Interview with ThisNext CEO Gordon Gould

November 16, 2007

Digital Marketing ChannelAdvisor By ChannelAdvisor

I spoke at length with Gordon Gould this week, CEO of ThisNext, to talk about where his company is headed, why the space is heating up and the principles behind the company.

Gordon is an impressive individual — not to be confused with the inventor of the laser — having started and sold Blogsmith, the engine powering Weblogs, Inc. and Upoc, the longest-standing mobile social network.  And he was President and COO of the Silicon Valley Reporter with Jason Calacanis during the first dot com boom.

Interview Summary

  • Setting the stage: ThisNext & existing social players
  • The Product Graph
  • Enabling what market?
  • The audience
  • Social shopping vs. CSEs + social functions
  • Marketing the vision

The Meat
Recently the press has been eating up announcements by Facebook and Google that seek to enable new types of transactional data sharing amongst friends.  The most relevant announcement is Facebook Beacon, which integrates retail sites directly into the social graph already present on Facebook.  How does this affect ThisNext and how is it different?
The core philosophy of people recommending products to each other is right on, but I think the Facebook move is more PR.  There are some truisms on the Internet — any company that’s gotten any scale and traction in a space has only been able to do one thing well.  The best example of this is Google and search monetization — their other products haven’t really taken off in the same way.

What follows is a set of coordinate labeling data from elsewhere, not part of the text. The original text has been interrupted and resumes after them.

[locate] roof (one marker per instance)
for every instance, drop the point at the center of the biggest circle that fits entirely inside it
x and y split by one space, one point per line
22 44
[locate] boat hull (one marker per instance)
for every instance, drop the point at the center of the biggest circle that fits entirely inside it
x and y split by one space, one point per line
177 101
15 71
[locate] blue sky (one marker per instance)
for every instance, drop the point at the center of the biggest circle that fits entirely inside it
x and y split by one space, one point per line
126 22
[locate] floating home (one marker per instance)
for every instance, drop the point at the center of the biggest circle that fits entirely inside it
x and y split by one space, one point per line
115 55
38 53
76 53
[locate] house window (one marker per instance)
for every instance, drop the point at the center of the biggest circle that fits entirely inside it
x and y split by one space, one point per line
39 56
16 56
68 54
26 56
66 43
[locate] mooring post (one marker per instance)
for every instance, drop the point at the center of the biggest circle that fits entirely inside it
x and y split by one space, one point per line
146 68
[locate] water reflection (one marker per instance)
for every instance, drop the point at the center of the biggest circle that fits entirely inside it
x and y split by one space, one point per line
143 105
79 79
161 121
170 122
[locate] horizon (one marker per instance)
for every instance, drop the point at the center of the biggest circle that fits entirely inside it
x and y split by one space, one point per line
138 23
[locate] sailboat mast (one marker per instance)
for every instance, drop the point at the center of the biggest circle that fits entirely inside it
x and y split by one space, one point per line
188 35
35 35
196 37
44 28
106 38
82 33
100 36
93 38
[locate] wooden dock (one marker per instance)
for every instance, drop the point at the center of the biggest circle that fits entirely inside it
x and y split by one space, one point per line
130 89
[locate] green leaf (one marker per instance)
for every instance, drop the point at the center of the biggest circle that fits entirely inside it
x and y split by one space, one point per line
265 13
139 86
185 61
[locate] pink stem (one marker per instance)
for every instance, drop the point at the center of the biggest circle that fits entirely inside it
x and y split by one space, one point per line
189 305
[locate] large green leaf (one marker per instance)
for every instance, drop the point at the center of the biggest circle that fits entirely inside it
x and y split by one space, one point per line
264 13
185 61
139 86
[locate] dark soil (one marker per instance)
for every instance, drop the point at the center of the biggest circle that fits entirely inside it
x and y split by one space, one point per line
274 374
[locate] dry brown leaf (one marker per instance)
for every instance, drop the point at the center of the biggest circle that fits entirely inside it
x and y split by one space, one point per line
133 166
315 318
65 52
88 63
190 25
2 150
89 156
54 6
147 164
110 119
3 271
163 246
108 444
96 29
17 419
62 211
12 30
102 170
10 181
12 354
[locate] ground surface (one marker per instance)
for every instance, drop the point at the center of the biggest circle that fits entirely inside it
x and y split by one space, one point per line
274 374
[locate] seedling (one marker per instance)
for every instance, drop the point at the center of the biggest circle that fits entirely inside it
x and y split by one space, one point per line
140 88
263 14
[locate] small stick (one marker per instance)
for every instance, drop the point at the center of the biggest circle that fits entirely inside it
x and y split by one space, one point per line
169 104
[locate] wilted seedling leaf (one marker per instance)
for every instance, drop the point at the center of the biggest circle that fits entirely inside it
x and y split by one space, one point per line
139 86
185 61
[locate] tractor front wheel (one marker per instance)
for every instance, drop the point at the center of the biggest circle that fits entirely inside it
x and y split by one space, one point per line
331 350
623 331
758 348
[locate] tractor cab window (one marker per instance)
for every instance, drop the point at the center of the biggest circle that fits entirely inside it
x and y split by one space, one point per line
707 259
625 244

One of the basic operating principles in this industry is hyper-competition– which makes it very difficult for the same organisation to start spinning out related businesses in things not core to what they’re known to be good at.  In Facebook’s case, the opportunity to own the social graph is a tremendous opportunity.  But it’s a land grab, and the company has to put all resources against all that.  Everybody else is trying to figure out how to do this and take him down so he doesn’t own social graph.  As big as they are, for them to move from being a horizontal platform where people make their home on the Web to getting into more vertical apps is suicide.